The YARN controller used for Hadoop clusters limits users to tools focused on Java. By using Kubernetes as the orchestration layer, it's possible to run data science tools like Jupyter, TensorFlow, PyTorch or custom Docker containers on the same cluster.
Challenges to recognize, contain and resolve
Big data apps tend to be state-heavy, creating a challenge when using containers originally developed for stateless web apps. "There is still a significant amount of engineering that needs to be done in both the ecosystems and communities to address gaps in the containers space, which largely originated from the world of stateless or state-externalized web applications," said Vinod Vavilapalli, director of engineering at big data platform maker Cloudera. A common practice is to scale down stateless apps when they're not being used. But that tends to require extensive engineering to work well for stateful apps, he noted.

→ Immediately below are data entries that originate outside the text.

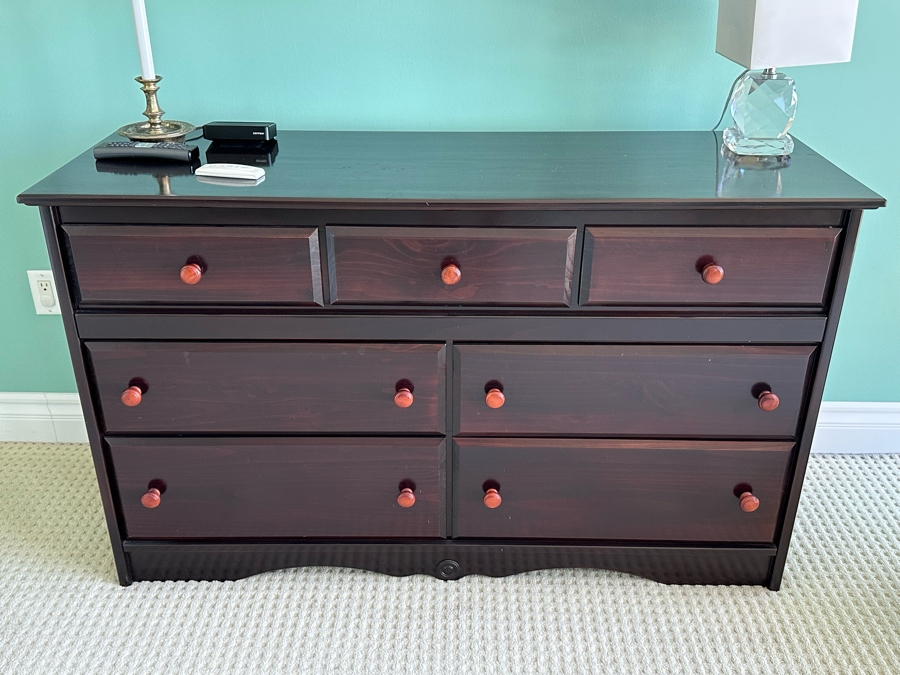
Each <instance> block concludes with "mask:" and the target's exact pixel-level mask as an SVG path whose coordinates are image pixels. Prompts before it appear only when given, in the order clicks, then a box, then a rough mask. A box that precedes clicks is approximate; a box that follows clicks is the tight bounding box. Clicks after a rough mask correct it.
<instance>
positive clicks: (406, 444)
mask: <svg viewBox="0 0 900 675" xmlns="http://www.w3.org/2000/svg"><path fill="white" fill-rule="evenodd" d="M107 443H108V444H109V446H110V451H111V455H112V461H113V465H114V467H115V473H116V480H117V483H118V487H119V499H120V501H121V506H122V513H123V514H124V516H125V523H126V528H127V531H128V534H127V536H129V537H139V538H159V539H172V538H207V537H334V536H342V537H439V536H441V534H442V532H441V530H442V525H443V518H442V515H441V514H442V513H443V512H444V509H443V506H442V500H441V485H442V484H443V480H442V476H443V454H444V452H443V448H444V441H443V440H442V439H403V438H366V439H338V438H335V439H323V438H318V439H299V438H294V439H284V438H269V439H266V438H262V439H260V438H249V439H233V438H232V439H208V438H207V439H202V438H200V439H134V438H108V439H107ZM151 487H156V488H157V489H159V490H160V491H161V494H160V499H159V505H158V506H156V507H155V508H145V507H144V506H143V505H142V504H141V496H142V495H143V494H145V493H146V492H147V491H148V489H149V488H151ZM404 487H408V488H410V489H412V490H413V494H414V495H415V503H414V504H413V505H412V506H410V507H408V508H401V507H400V506H399V504H398V502H397V496H398V494H399V493H400V491H401V490H402V489H403V488H404Z"/></svg>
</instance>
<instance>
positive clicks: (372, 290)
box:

Another key issue is the persistence of data within the container. "Strides have been made with data persistence, but merging this with big data takes care," said Todd Matters, chief architect and co-founder of RackWare, a hybrid cloud management platform provider. He suggested using microservices coupled with big data containers. "The microservices architecture can help tie the big data container processes together and, more importantly, help manage the data for both persistent and stateless data," he explained.
On the flip side, he added, the ability to wipe away the state of temporary metadata associated with big data processing can actually be beneficial. Data stored directly in containers typically isn't permanent, making it convenient to hold temporary metadata there. When that process is done, it's cleaned up automatically.
Vinod Vavilapalli Director of engineering, Cloudera
In addition, management and infrastructure issues surrounding big data container technologies need to be addressed. Security and networking models in big data systems are different from traditional web apps, Vavilapalli said. In the big data space, security is typically through Kerberos and short-lived job tokens, while the containers use WebAuth and certificates. Similarly, big data environments tend to be engineered with high-throughput data movement between nodes, racks and clusters -- not as big a consideration when it comes to containers.
Big data management tooling is also different from container management technology. "Containers are their own new world, and bridging these two will take time," Vavilapalli said. "Organizations in the interim will have to decide how they can put the duct tape around these systems when using them together till the right and comprehensive solutions emerge."
Meantime, companies will need to think about writing instrumentation for these systems that differs from what's needed in conventional container deployments on servers, Splice Machine's Zweben said. With traditional containers, instrumentation could be as easy as simply pinging the container to make sure it's alive. In big data systems, these tests also have to ensure that the containers can perform their function.
There are also challenges surrounding isolation of different users in multi-tenant environments. "You have to make sure tenants of data systems are sufficiently isolated from each other so that one neighbor does not interfere with another," Zweben explained.
The concern is that multiple containers can run on a single physical system, and data-intensive workloads could adversely affect the use of CPU, memory or network by other containers on the same hardware. A good practice is to provide network isolation among tenants and use role-based resource management so that users are granted computational resources like CPU and memory in accordance with their roles.